Adesão à terapêutica é essencial no controlo da EM

Existem razões que podem levar a uma fraca adesão terapêutica. Contudo, saiba que o seguimento das recomendações terapêuticas é um aspeto essencial para controlar os sintomas da Esclerose Múltipla (EM) e poder viver, em alguns casos, uma vida livre de sintomas.

Além da terapêutica sintomática, utilizada com o objetivo de aliviar as manifestações da doença, de uma forma geral, os especialistas recomendam que qualquer pessoa que tenha sido diagnosticada com uma forma surto-remissão de EM deve considerar iniciar o tratamento com uma medicação modificadora da doença logo após o diagnóstico ser estabelecido.

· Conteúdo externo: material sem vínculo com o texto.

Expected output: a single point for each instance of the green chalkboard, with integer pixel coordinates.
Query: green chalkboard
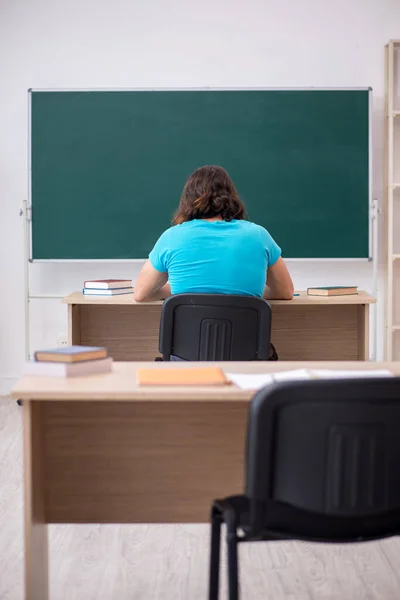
(107, 168)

Apesar das indicações, existem casos em que a ausência de sintomas durante um determinado período pode conduzir ao abandono da medicação e, por outro lado, situações em que a pessoa como não se sente melhor com a terapêutica decide deixar de a seguir. A verdade é que estas situações não devem impedir que inicie ou que continue a toma da sua medicação, pois mesmo não apresentando sintomas, a doença pode estar a provocar danos significativos e irreversíveis no sistema nervoso central. Além disso, a eficácia das terapêutica pode não ser sentida de uma forma imediata, apesar de se refletir a longo prazo.

Por estes motivos, a adesão ao seu plano de tratamento é a melhor estratégia possível para a gestão da sua doença e continuar com a medicação escolhida por si e pelo seu médico é uma parte importante desse plano.

É sabido que tomar um medicamento modificador da doença por um longo período de tempo pode ser um desafio devido a alguns efeitos secundários que ainda apresentam, mas é importante entender o papel da terapia modificadora da doença e estar ciente dos obstáculos que podem interferir na adesão à terapêutica.

A educação terapêutica e a informação à pessoa com esclerose múltipla, bem como a disponibilidade da equipa da consulta de neurologia são também essenciais para melhorar a adesão ao tratamento.

Sabe-se que os possíveis benefícios desses medicamentos incluem a redução da progressão da inflamação e dos danos no sistema nervoso central – que podem ser vistos na ressonância magnética. Além disso, permitem a redução do número de surtos (episódios de sintomas neurológicos) e a consequente diminuição da progressão da incapacidade.

É também fundamental que se envolva de forma proactiva na tomada de decisões e no controlo da doença, colaborando com os profissionais de saúde de uma forma informada.